Indeed. WHACK! WHACK! WHACK! WHACK! WHACK! WHACK! WHACK! In a daze, I was smacked twenty times on my bottom. Father never even waited to hear my explanation. I couldn't wear the striped trunks because I had outgrown them. I was, after all, growing bigger all the time. I had told Momma this and she had understood. So why was Father confusing me this way? I cried because it was so unlike him to be this unjust and impatient with me.

After the spanking, Father sat me up. I sobbed on his shoulders for a while. The humiliation of being spanked outdoors and sporting an erection in front of my siblings had been too awful. I wanted Father to hug me forever or until my erection had abated. I didn't get my wish.

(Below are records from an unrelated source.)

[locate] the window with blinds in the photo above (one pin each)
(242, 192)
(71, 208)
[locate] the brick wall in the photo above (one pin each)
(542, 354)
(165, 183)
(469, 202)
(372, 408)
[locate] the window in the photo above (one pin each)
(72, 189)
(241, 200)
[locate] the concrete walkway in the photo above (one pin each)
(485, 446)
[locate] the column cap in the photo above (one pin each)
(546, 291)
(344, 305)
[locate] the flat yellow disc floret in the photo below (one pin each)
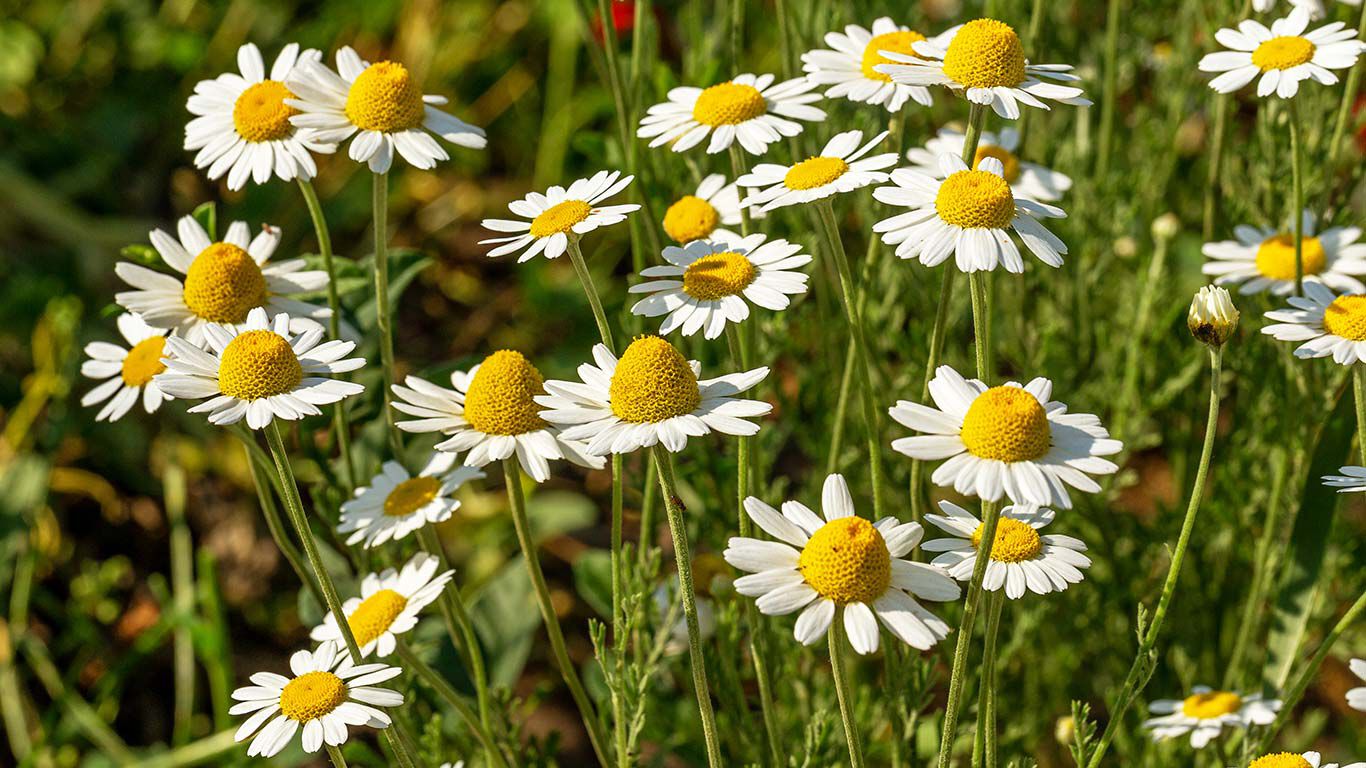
(500, 395)
(653, 383)
(260, 114)
(985, 53)
(847, 562)
(1006, 424)
(258, 364)
(223, 284)
(312, 696)
(728, 104)
(384, 99)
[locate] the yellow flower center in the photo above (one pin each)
(1276, 257)
(985, 53)
(976, 200)
(895, 41)
(847, 562)
(144, 361)
(261, 114)
(652, 383)
(374, 615)
(312, 696)
(1283, 52)
(690, 219)
(258, 364)
(1015, 541)
(384, 99)
(500, 396)
(223, 284)
(1006, 424)
(717, 276)
(728, 104)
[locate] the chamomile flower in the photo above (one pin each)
(649, 395)
(559, 215)
(966, 213)
(839, 168)
(388, 606)
(1206, 712)
(1006, 440)
(258, 371)
(1281, 55)
(242, 122)
(706, 284)
(325, 694)
(126, 373)
(492, 413)
(396, 503)
(223, 280)
(985, 60)
(1022, 559)
(749, 110)
(840, 562)
(381, 107)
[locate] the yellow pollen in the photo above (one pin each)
(258, 364)
(690, 219)
(1006, 424)
(728, 104)
(847, 562)
(312, 696)
(985, 53)
(144, 361)
(384, 99)
(260, 114)
(499, 399)
(652, 383)
(717, 276)
(976, 200)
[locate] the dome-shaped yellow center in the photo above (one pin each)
(847, 562)
(728, 104)
(144, 361)
(384, 99)
(312, 696)
(258, 364)
(260, 114)
(1006, 424)
(985, 53)
(223, 284)
(652, 383)
(500, 395)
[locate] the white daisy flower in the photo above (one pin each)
(396, 503)
(1281, 55)
(381, 107)
(242, 122)
(258, 371)
(492, 413)
(1022, 559)
(839, 168)
(223, 280)
(1010, 439)
(649, 395)
(708, 283)
(840, 562)
(749, 110)
(126, 373)
(1026, 179)
(327, 693)
(558, 215)
(1206, 712)
(966, 213)
(985, 60)
(388, 606)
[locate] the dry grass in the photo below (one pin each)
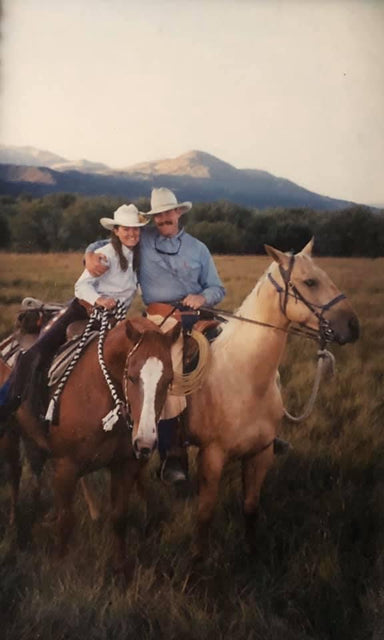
(319, 571)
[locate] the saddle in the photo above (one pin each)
(63, 357)
(200, 321)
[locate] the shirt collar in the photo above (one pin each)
(169, 243)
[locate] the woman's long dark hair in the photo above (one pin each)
(117, 245)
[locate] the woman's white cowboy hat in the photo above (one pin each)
(126, 216)
(163, 199)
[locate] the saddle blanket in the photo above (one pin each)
(64, 356)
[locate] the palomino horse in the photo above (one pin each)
(31, 318)
(238, 410)
(137, 357)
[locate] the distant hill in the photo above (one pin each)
(196, 176)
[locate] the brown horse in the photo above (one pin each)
(137, 357)
(31, 318)
(238, 410)
(10, 450)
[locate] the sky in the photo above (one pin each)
(293, 87)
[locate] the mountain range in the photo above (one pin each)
(196, 175)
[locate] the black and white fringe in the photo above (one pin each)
(98, 314)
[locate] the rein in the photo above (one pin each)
(323, 335)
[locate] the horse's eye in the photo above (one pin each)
(310, 282)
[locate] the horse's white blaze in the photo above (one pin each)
(150, 375)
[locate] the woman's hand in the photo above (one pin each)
(194, 300)
(107, 303)
(96, 263)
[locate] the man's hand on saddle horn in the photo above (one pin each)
(106, 303)
(194, 300)
(96, 263)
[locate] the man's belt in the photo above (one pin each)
(164, 310)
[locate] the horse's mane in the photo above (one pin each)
(245, 309)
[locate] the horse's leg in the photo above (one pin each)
(254, 470)
(90, 499)
(37, 458)
(123, 476)
(10, 446)
(64, 485)
(210, 466)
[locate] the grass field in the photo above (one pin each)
(319, 570)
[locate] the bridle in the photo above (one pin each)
(323, 335)
(325, 331)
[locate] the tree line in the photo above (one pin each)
(68, 222)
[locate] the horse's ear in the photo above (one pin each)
(131, 332)
(278, 256)
(308, 247)
(173, 334)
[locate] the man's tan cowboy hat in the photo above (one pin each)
(163, 199)
(126, 216)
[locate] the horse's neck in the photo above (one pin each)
(115, 351)
(249, 345)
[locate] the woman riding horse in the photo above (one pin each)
(119, 283)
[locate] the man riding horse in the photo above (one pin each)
(174, 267)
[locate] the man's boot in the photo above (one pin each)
(173, 455)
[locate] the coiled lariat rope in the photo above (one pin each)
(105, 316)
(186, 383)
(325, 364)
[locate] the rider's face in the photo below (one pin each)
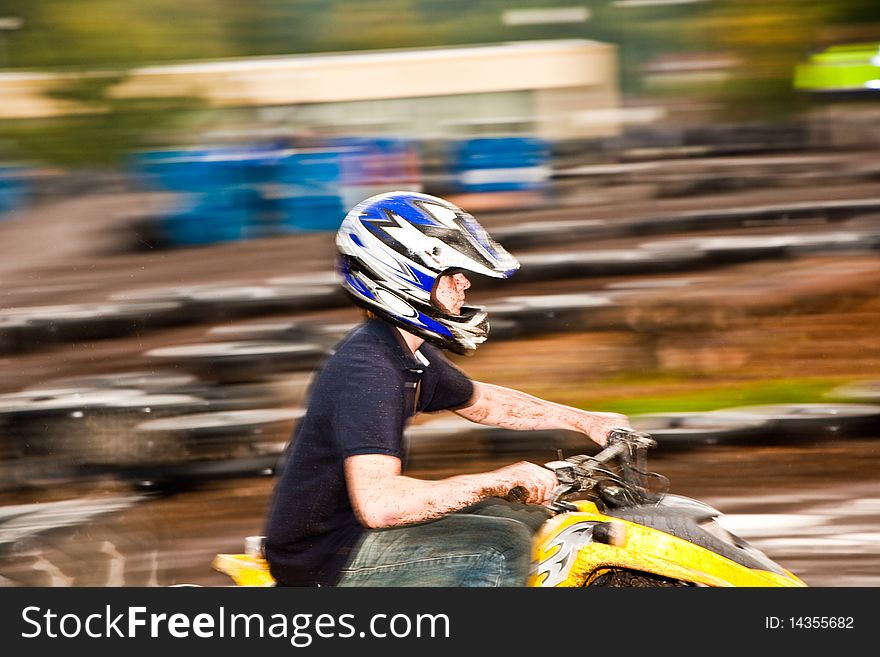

For Father had committed another anomalous act. He sent me back to the water, naked because that was specified as a post-spanking requirement, but I was also allowed company and play this time. I wanted to ask him why but he had said again, "no buts", as if he had read my mind.

"And get on with the swim lesson," he told my First Brother and me.

Carrying me to that other mythical god with the incomparable beauty, Father himself restored me to my pantheon that was First Brother's back, at last naturally naked as I had wanted, and happier than a drunken lark ought to be.

It was incredible how I overcame my fear of water that evening itself, and before twilight descended to cool the air and everyone's temper, I had already learned to paddle furiously like 'Tibet', my father's great hunting mastiff.